Reusing certs b/w http & transport xpack security settings

vee · May 17, 2023, 6:59pm

Hi - am trying to reuse the same certs for http & transport xpack security settings in elasticsearch.yml. Currently, http settings use company signed, transport xpack settings use elasticsearch signed certs. Tried to use the below settings, but when restarted one of the master nodes - I see elastic up and running. However, can't authenticate using elastic id when accessed 8200 port - says, "unable to authenticate user [elastic] for REST request [/]" from postman.

#Transport later encryption
xpack.security.transport.ssl.enabled: true
xpack.security.transport.ssl.verification_mode: certificate
xpack.security.transport.ssl.certificate: /pathToCerts/all_vms_SAN.cer
xpack.security.transport.ssl.key: /pathToCerts/all_vms_SAN.cer_key.pem
xpack.security.transport.ssl.certificate_authorities: /pathToCerts/Company_Root.crt

#HTTP Client encryption
xpack.security.http.ssl.enabled: true
xpack.http.ssl.verification_mode: certificate
xpack.security.http.ssl.certificate: /pathToCerts/all_vms_SAN.cer
xpack.security.http.ssl.key: /pathToCerts/all_vms_SAN_key.pem

When restarted, am seeing these errors in logs (which I expect because not all nodes are trusting the Company signed authority yet), but does that also not authenticate against the local elastic instance using elastic id/pwd?
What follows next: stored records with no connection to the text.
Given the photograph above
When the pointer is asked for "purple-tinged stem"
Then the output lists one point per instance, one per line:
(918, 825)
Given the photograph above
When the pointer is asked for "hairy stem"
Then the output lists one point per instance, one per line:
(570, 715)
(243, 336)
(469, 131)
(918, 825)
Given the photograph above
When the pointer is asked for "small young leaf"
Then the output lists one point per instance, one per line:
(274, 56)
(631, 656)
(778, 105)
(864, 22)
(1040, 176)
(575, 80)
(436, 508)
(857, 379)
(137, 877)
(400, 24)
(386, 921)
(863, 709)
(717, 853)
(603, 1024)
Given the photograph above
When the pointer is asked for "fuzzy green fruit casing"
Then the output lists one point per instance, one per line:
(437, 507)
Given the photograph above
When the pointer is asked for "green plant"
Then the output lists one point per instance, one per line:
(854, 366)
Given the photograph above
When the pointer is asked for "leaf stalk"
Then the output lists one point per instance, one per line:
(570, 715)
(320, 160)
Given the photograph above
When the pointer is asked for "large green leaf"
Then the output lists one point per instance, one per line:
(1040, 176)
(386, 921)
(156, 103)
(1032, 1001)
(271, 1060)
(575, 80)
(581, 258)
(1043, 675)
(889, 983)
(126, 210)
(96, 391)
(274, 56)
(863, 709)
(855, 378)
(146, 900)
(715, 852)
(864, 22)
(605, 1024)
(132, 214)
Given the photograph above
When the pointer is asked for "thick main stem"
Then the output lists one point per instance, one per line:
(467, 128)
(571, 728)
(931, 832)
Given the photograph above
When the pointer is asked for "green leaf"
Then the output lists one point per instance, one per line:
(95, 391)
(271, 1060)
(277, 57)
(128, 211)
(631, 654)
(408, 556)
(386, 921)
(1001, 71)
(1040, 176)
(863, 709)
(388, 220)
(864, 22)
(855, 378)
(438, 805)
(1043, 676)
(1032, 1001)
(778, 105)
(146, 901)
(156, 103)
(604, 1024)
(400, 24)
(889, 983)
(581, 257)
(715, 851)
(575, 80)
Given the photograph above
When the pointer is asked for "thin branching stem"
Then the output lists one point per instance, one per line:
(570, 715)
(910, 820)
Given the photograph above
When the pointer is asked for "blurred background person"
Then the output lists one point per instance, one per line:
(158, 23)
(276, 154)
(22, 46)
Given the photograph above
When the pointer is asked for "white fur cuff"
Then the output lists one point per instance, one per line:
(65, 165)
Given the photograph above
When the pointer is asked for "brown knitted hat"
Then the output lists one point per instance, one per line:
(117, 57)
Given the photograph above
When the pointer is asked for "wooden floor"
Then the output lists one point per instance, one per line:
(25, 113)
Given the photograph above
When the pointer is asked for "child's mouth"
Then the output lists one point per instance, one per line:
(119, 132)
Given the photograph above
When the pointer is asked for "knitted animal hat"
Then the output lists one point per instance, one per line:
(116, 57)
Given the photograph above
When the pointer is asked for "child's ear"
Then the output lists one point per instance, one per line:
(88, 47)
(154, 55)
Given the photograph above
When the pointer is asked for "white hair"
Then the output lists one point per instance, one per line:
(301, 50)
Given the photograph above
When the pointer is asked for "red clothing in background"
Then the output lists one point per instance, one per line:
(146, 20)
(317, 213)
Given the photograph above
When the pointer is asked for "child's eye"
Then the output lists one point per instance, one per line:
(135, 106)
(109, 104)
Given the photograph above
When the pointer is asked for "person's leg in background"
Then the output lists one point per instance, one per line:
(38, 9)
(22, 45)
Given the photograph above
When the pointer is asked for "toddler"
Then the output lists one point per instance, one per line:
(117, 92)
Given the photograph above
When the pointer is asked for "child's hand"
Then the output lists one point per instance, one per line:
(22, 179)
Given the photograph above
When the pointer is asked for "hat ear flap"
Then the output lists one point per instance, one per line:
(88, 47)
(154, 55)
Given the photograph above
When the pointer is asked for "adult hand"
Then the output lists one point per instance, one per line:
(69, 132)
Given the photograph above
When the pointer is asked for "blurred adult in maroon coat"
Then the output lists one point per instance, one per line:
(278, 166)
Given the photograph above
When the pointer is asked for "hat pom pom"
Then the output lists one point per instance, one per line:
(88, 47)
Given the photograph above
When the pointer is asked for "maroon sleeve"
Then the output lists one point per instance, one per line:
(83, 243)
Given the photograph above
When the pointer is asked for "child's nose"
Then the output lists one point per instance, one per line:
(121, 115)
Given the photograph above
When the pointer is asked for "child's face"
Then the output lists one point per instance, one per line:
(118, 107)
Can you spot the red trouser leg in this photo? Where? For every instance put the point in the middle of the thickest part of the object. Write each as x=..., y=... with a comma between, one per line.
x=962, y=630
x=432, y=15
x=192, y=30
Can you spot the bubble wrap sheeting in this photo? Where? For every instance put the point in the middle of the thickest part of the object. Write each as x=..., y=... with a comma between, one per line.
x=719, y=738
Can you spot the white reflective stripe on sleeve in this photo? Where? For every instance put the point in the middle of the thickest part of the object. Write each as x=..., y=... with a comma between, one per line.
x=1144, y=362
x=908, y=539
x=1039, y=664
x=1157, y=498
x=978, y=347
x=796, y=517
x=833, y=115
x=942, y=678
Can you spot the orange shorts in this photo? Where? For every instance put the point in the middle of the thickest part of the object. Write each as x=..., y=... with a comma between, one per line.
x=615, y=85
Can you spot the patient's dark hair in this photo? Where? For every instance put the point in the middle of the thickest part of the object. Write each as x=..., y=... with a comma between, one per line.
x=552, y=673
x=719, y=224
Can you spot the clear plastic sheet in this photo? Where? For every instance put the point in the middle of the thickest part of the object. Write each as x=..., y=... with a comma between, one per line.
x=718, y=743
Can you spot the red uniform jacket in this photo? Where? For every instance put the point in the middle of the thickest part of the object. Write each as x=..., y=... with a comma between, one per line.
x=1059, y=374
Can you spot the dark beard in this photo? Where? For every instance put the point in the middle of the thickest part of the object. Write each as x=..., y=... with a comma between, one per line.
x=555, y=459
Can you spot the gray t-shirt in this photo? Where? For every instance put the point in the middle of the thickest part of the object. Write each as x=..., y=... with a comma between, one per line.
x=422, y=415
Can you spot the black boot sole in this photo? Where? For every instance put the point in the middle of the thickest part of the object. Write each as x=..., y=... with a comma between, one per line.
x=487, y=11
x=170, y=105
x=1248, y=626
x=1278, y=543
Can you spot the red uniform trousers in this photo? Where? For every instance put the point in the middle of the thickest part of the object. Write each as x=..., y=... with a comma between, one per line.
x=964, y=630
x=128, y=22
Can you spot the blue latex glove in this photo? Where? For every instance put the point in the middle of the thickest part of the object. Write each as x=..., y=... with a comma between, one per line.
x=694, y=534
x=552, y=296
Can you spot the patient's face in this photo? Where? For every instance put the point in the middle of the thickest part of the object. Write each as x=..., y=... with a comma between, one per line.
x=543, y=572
failed to establish trust with server at [<unknown host>]; the server provid       ed a certificate with subject name [CN=master02] and fingerprint [26d5f09d206b5532d5c6b3aa492f6da99e5eb420]; the certificate has subject alternative nam       es [DNS:server2,IP:xxxx]; the certificate is issued by [CN=Elastic Certificate Tool Autogenerated CA]; the certificate is signe       d by (subject [CN=Elastic Certificate Tool Autogenerated CA] fingerprint [4e38ca3320e9a03416303e4c1500e5a47aab1f79]) which is self-issued; the [CN=Elastic        Certificate Tool Autogenerated CA] certificate is not trusted in this ssl context ([xpack.security.transport.ssl])
...
javax.net.ssl.SSLHandshakeException: PKIX path building failed: sun.security.provider.certpath.SunCertPathBuilderException: unable to find valid certificat       ion path to requested target
...
io.netty.handler.codec.DecoderException: javax.net.ssl.SSLHandshakeException: PKIX path building failed: sun.security.provider.certpath.SunCertPathBuilderE       xception: unable to find valid certification path to requested target

I'm also trying to make this adjustment without having to take a full cluster down, if possible.

Thanks for your time!

vee · May 18, 2023, 2:26pm

Any response here from Elastic experts please?

Yang_Wang · May 22, 2023, 1:13am

Since nodes cannot talk to each other yet (due to SSL error), the cluster has not formed yet. In that case, you need to fix cluster formation first before trying to authenticate with elastic.

You said

http settings use company signed, transport xpack settings use elasticsearch signed certs.

I assume this was the previous working setup since it does not match the configuration you shared which uses same key/cert for both HTTP and Transport. There might be a reason that you wanted to share the same SSL materials between HTTP and Transport. But we generally recommend keeping them separate.

I'm also trying to make this adjustment without having to take a full cluster down, if possible.

Based on what you have so far, it is probably easier to have full cluster restart. In the future, for rolling upgrade, it is recommended to start with data nodes and finish with master nodes.

system · June 19, 2023, 1:13am

This topic was automatically closed 28 days after the last reply. New replies are no longer allowed.